上司や先輩などの目上の人から褒められたとき、
“とんでもございません!”
と謙遜して言ってしまうことがありますね。
相手からの言葉に対して、柔らかく否定するような意味合いで使う敬語です。
今回はその“とんでもございません”について
その意味合いや、言い換えた言葉にどんなものがあるのかなどを掘り下げていきます。
敬語は、若い世代では特に使い慣れないことも多いですよね。
そのため、間違って使ってしまって、気が付かないうちに意味合いが変わってしまう
また言い換えることができればしっくりくる言葉があるのに、その言葉をとっさに思い出せないなど
敬語というものは、慣れていないと意外と難しい言葉です。
“とんでもございません”は敬語として間違っている??
“とんでもございません”は“とんでもない”という言葉を丁寧にした形容詞です。
とんでもないという言葉は、「とんでも」と「ない」がくっついてできた言葉ではありません。
“とんでもない”という一つの形容詞なのです。
なので、とんでもないの後ろの部分である、“ない” だけを、“ございません”に変化させてしまうのは
日本語としては間違った使い方となってしまいます。
しかし現代では、2007年に発表された敬語の指針にて
「とんでもございません」という表現は敬語としては正しいと認められています。
本来、日本語としては間違った表現であるにも関わらず
敬語としては正しいと認められているとなると、混乱してしまうかもしれませんが
日本語は時代の変化とともにその使い方も変化しているということなのです。
どんな時に使いますか??
辞書には「とんでもない」の意味として、
1 思いもかけない。意外である。
2 もってのほかである。
3 まったくそうではない。滅相もない。相手の言葉を強く否定していう。
の3つが辞書に紹介されています。
みなさんは、実際にはどのような場面で「とんでもございません」という言葉を使っていますか?
冒頭でもあったように、謙遜して使うことが多いのではないでしょうか。
また、相手からこちらの都合に対して気遣いをしていただいたとき
「お忙しいところすみません」
「長話ししてしまってすみません」
などに対して親しい間柄でも「とんでもない!」と言って
そんなことないよ。気にしないでね。
という意味合いで気軽に使うこともありますね。
先ほどご紹介した「とんでもない」の意味合いから考えると
どちらのシーンでも使って問題ないのです。
より正しい使い方は?
ここまで、とんでもございませんという言葉について
近年では正しい敬語として認められているとご紹介してきましたが
日本語の長い歴史の中では、その事実はまだまだ日が浅く
世代によってはそのことがまったく浸透していないかもしれません。
なので、日本語としての本来の正しい使い方についてもご紹介していきます。
「とんでもございません」をそもそもの正しい日本語として敬語に言い換えるとどうなるでしょうか。

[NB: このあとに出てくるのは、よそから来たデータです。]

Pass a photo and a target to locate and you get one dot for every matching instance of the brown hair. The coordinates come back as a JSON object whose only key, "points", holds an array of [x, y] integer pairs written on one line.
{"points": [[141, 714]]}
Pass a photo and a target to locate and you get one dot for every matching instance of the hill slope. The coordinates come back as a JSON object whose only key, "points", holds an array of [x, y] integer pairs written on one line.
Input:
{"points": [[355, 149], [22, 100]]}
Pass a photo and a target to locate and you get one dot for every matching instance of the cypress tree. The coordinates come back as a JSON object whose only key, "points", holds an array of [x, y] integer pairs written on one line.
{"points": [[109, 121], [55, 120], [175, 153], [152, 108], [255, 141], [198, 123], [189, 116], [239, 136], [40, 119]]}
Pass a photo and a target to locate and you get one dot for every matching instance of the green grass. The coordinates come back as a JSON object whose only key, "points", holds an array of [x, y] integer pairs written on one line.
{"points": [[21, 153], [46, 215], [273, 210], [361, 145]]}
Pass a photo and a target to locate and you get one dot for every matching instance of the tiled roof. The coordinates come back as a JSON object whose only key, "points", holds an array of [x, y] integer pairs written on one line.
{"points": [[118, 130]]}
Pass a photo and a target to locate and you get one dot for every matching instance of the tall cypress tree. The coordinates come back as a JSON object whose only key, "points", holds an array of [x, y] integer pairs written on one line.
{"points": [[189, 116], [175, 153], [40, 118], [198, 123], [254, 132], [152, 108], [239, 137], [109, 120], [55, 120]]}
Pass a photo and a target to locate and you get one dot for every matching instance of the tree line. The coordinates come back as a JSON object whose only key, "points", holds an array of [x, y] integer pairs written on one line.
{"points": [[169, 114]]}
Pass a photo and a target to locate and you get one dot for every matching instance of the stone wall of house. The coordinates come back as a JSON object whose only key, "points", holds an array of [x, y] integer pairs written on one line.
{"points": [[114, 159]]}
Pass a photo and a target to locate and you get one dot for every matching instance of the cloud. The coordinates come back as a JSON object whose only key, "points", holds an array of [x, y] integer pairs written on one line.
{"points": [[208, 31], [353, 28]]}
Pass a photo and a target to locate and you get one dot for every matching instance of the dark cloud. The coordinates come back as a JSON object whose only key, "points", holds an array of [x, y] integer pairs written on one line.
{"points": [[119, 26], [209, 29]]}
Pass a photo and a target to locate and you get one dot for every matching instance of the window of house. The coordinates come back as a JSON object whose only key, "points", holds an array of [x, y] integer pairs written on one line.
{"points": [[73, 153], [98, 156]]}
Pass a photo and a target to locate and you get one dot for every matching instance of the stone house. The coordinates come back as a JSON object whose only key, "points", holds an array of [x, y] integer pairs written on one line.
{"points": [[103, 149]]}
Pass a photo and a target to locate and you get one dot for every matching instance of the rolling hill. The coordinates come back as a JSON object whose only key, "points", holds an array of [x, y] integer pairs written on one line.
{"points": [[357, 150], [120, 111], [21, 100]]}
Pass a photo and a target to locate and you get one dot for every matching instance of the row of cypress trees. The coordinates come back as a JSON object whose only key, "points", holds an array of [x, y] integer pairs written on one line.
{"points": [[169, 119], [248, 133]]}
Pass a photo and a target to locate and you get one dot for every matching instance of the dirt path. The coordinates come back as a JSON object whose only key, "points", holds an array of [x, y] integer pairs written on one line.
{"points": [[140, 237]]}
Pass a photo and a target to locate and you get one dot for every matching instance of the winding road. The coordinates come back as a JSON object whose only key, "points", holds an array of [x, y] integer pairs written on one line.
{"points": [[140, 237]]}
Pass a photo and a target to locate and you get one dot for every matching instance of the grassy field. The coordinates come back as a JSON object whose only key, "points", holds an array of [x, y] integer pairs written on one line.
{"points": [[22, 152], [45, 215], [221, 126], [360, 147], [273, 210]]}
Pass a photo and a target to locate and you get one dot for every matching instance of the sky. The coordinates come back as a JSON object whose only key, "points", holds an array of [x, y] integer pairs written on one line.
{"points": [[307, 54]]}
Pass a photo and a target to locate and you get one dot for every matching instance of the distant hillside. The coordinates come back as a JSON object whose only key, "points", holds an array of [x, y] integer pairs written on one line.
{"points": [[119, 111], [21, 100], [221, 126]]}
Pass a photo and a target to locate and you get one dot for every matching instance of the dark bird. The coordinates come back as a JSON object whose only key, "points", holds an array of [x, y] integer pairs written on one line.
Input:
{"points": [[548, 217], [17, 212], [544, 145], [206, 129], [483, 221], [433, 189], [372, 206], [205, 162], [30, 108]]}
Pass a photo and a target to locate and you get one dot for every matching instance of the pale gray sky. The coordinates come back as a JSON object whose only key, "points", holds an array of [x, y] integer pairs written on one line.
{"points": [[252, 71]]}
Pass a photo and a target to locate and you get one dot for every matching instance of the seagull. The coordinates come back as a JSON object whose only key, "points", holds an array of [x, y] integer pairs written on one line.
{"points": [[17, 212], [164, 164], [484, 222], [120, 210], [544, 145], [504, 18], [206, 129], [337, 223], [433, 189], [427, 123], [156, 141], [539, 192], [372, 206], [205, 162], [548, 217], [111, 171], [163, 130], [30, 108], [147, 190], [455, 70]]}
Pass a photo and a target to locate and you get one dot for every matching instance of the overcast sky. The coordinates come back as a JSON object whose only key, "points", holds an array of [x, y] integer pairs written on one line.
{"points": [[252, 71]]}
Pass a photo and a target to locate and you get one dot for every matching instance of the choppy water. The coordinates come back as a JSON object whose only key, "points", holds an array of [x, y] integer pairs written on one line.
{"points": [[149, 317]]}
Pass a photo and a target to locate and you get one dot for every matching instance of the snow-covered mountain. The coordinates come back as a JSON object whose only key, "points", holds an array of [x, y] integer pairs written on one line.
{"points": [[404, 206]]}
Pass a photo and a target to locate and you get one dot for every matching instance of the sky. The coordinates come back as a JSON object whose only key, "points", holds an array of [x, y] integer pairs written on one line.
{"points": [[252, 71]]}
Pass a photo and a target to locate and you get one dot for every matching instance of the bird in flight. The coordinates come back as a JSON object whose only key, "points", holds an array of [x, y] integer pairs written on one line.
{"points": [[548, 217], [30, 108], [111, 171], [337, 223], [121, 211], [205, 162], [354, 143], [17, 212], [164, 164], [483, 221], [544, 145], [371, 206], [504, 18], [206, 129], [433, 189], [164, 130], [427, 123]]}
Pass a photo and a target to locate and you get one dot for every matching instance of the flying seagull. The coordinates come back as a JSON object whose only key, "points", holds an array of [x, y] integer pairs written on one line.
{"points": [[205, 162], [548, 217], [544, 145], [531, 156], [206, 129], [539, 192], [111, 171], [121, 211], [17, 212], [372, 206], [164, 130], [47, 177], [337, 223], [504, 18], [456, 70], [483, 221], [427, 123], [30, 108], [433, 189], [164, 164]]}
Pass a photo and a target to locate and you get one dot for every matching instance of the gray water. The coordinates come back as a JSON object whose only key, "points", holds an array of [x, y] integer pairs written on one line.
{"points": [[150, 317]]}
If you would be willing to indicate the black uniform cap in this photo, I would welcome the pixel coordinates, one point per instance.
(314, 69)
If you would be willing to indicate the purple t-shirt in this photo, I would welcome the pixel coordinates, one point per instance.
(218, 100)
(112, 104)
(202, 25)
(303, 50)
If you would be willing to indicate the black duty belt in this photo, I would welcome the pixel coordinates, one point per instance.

“とんでもない”で一つの形容詞なので、“とんでもない”はそのまま使うようにします。
そのあとに「です」「ことです」「ことでございます」と続けます。
・とんでもないです
・とんでもないことです
・とんでもないことでございます
このような使い方が、本来の敬語としての正しい使い方となります。
また、別の言葉に言い換えて同じような意味合いになる言葉には、
謙遜の場合「恐れ入ります」「滅相もありません」
お気遣いを頂いたことへの返事「お気遣いありがとうございます」
とすることもできます。
どちらの場合も、相手の言葉を否定する意味合いがある言葉ですので
最後に
「どんでもございません」について、その意味合いや正しい使い方などをご紹介してきました。
みなさんいかがでしたでしょうか。
正しい日本語と正しい敬語の違いもあったり
敬語にする場合には、とんでもないですや、とんでもないことです
とすることが本来の正しい日本語であることなど、
ややこしい違いばかりご説明してしまいましたが
混乱せずにご理解いただけたでしょうか。
「とんでもない」が一つの形容詞ということを覚えておいていただくと
敬語にしたい時にも、「とんでもない」を変化させるだけでOKということになります。
ただ、繰り返しになりますが、日本語も時代流れとともにその使い方の指針が変化しています。
今回の「とんでもございません」のように、昔は間違った表現だとされていた言葉でも
ニーズに合わせて正しい敬語であると認められることもある、ということをぜひ知っておくと良いですね。